Change and Acceptance

Change and Acceptance
A few weeks ago my husband and I were having dinner with friends who, like my husband, are normal drinkers. Although we have been friends for a number of years, I only recently revealed the fact that I was in recovery. I doubt if they were surprised because we laugh and talk about college days and that included drinking, and so they were intuitive enough to know that I didn’t drink purely out of a dislike of alcohol.

Well, this particular evening we were talking about how people get sober and stay sober. Actually, they were asking me questions and they were interested in the term “dry drunk”. I went on to say that alcohol is only a symptom of a bigger problem(s) and that recovery is not only about sobriety but about changing oneself on every level. Changing oneself is difficult and is exactly why we need to work the steps. Folks I have met who labeled themselves as “dry drunks” tell the same story. They say that they didn’t drink and they were miserable. I know I was pretty miserable when I drank so it doesn’t make sense to me to be sober and miserable. I do believe most of us feel that way which is why we embrace a 12 Step program.

The Big Book tells us that when we stop drinking and begin working the steps, we will change and others might see the changes before we do. This definitely does happen. Early in my sobriety though, when I was beginning to change, I was the one who was most aware of my changes. The majority of people I encountered day in and day out were in the fellowship and didn’t know me prior to my first day of sobriety.

I knew I had changed because I felt it internally. My entire being was more at peace. I was no longer worrying about things I could not change. I was using my God Box and I was praying every day. My thoughts were that if I changed, others around me would change also. After all, if I were a kinder, gentler soul, wouldn’t others respond in the same way? Ah, the expectation! It is true that in certain ways, kindness begets kindness. Today we are patient at a checkout at the grocery store with a new cashier; we might let someone in front of us in traffic; we might do any simple gesture of kindness to those we do not even know and it feels good.

At home with our loved ones our patience and tolerance might be tested. We want the changes in ourselves to be duly noted and we can’t understand why they are either not recognized or that no matter how we try, the other person doesn’t bend in his/her behavior. This, my friends, I believe is when we must pray for acceptance. Although we know we cannot change another person, I truly believe that in many cases we still believe we can. A child, spouse, parent, friend may change some of his or her behaviors toward us because we have made the effort. But you can’t change “the” person.
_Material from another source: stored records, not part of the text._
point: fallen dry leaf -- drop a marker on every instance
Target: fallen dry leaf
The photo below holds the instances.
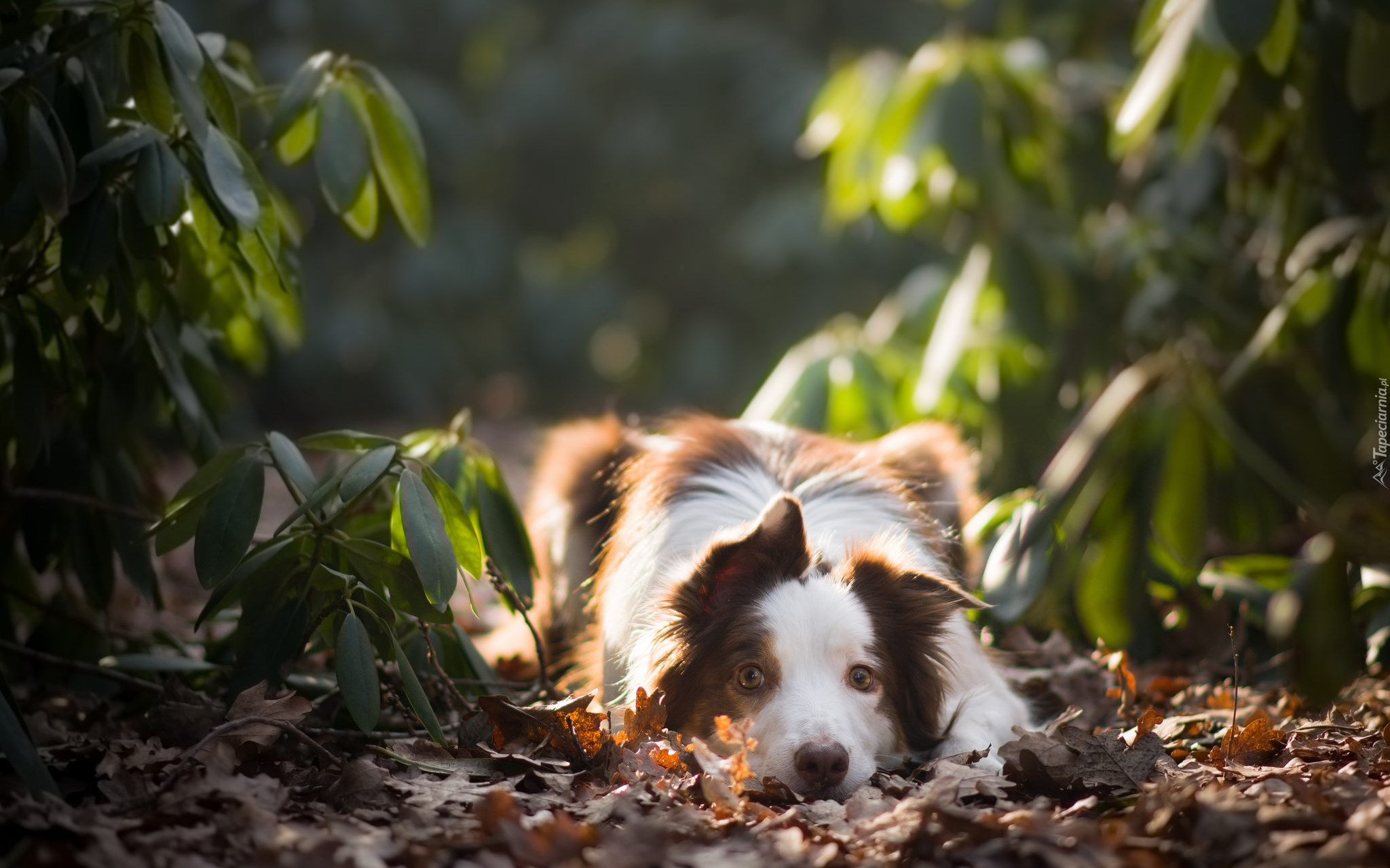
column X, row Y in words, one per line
column 252, row 703
column 647, row 720
column 567, row 725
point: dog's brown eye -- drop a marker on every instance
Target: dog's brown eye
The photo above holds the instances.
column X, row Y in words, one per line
column 749, row 678
column 861, row 678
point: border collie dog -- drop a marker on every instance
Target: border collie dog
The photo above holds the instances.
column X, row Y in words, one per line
column 766, row 573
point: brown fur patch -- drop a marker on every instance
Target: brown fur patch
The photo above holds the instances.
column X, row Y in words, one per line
column 616, row 484
column 908, row 611
column 716, row 633
column 570, row 514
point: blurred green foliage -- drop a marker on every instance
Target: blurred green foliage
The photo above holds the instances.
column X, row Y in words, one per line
column 1167, row 320
column 620, row 210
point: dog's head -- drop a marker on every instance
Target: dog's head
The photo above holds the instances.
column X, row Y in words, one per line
column 835, row 667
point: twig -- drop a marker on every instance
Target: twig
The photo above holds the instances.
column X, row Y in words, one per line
column 434, row 660
column 506, row 590
column 79, row 500
column 1235, row 677
column 81, row 667
column 188, row 756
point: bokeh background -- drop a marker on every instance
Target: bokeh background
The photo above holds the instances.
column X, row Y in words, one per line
column 622, row 216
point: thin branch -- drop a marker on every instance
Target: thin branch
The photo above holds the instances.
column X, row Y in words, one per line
column 434, row 662
column 81, row 667
column 188, row 756
column 81, row 500
column 510, row 596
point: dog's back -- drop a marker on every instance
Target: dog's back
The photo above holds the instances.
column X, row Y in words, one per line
column 626, row 507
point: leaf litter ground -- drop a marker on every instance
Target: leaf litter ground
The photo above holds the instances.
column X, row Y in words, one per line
column 1157, row 766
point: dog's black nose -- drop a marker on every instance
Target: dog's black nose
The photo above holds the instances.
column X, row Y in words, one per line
column 822, row 766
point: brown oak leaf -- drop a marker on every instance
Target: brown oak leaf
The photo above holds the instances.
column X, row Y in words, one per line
column 1104, row 759
column 647, row 720
column 252, row 702
column 569, row 725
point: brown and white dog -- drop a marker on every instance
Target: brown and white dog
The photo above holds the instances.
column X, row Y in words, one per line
column 766, row 573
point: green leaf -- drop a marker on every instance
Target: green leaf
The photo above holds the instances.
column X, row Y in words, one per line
column 229, row 521
column 261, row 559
column 290, row 460
column 159, row 185
column 356, row 667
column 341, row 159
column 204, row 480
column 1326, row 652
column 157, row 663
column 121, row 146
column 228, row 180
column 416, row 695
column 1239, row 24
column 1207, row 85
column 960, row 105
column 219, row 98
column 1103, row 593
column 951, row 330
column 1368, row 62
column 363, row 216
column 179, row 528
column 430, row 546
column 299, row 94
column 50, row 175
column 366, row 471
column 1014, row 575
column 299, row 138
column 90, row 241
column 398, row 575
column 468, row 548
column 1075, row 456
column 345, row 439
column 189, row 99
column 179, row 38
column 148, row 86
column 1283, row 35
column 1146, row 99
column 21, row 753
column 504, row 531
column 316, row 500
column 396, row 153
column 1180, row 506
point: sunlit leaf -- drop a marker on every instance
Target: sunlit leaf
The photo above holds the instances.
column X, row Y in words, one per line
column 1014, row 575
column 1147, row 98
column 341, row 157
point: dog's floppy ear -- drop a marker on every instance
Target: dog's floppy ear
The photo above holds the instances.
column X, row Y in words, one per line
column 774, row 549
column 872, row 571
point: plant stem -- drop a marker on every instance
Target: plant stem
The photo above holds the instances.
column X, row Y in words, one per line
column 81, row 500
column 81, row 667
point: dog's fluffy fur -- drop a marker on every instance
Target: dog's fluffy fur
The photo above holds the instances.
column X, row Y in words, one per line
column 729, row 548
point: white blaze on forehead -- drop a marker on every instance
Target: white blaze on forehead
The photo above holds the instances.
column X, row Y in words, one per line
column 819, row 630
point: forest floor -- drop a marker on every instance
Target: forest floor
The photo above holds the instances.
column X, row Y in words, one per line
column 1152, row 767
column 1164, row 764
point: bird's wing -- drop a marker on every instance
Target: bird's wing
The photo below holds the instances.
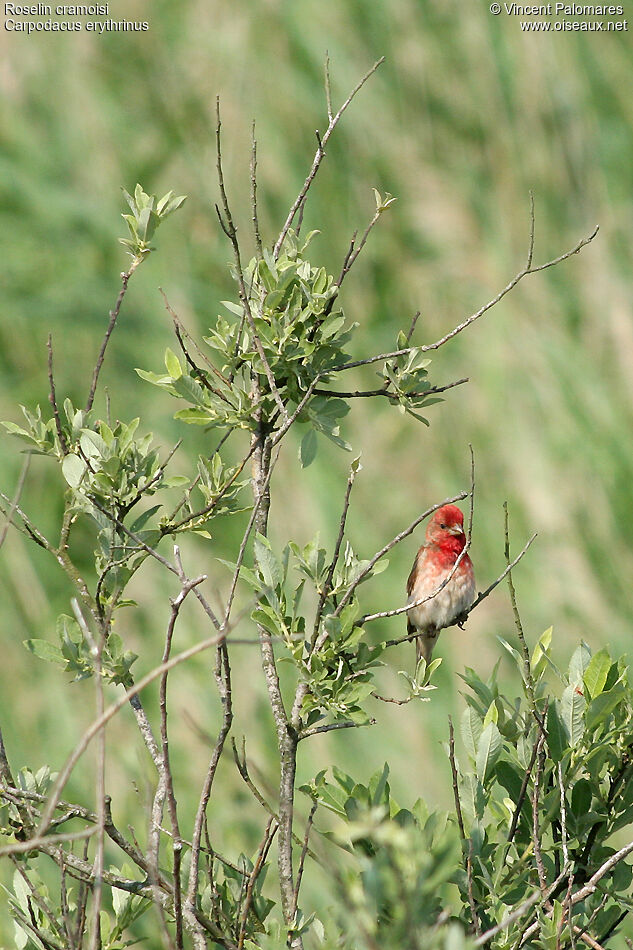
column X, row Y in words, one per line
column 414, row 570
Our choice is to accept that person for who he/she is or not. Sobriety does not mean that we can now live with individuals because we have changed. This is evident in the decision to divorce a spouse. It is not always the nondrinking partner. It is many times the partner in sobriety who realizes that the spouse cannot change and will not change and that the relationship is toxic. We still must accept the person for who he or she whether we condone their behaviors or not.

The reason this whole change/acceptance thing occurred to me for about the 100th time is that over the holidays my daughter and her family came to visit. She and I have a lot of history but we both changed so that we do have a wonderful relationship even though it is basically a long-distance one. Over the week she was visiting, I experienced bits and pieces of her old behavior that were so difficult for me to understand. I could feel my old behaviors flaring. Shouldn’t she be grateful for what I have done for her? Can’t she show some respect? Must I always be wrong? I was falling into that “victim” mode that I swore I would never fall into again.

Acceptance. The “Serenity Prayer”. Yes, she had changed. Yes, I had changed. It didn’t mean, however, that our relationship would always be perfect and I had to accept that. I want perfection and yet I am overwhelmed at times by my own progress. When she left to return back to her home, I had already forgotten about my bad feelings. In the past I would have thought that surely I must have had something to do with her poor behavior toward me but I know today, I don’t. I am free to be me and have given her the opportunity to be free to be her own person. I pray that I will continue positive changes and I pray that she will also. “Acceptance is the key.”

Namaste’. May you walk your journey in peace and harmony.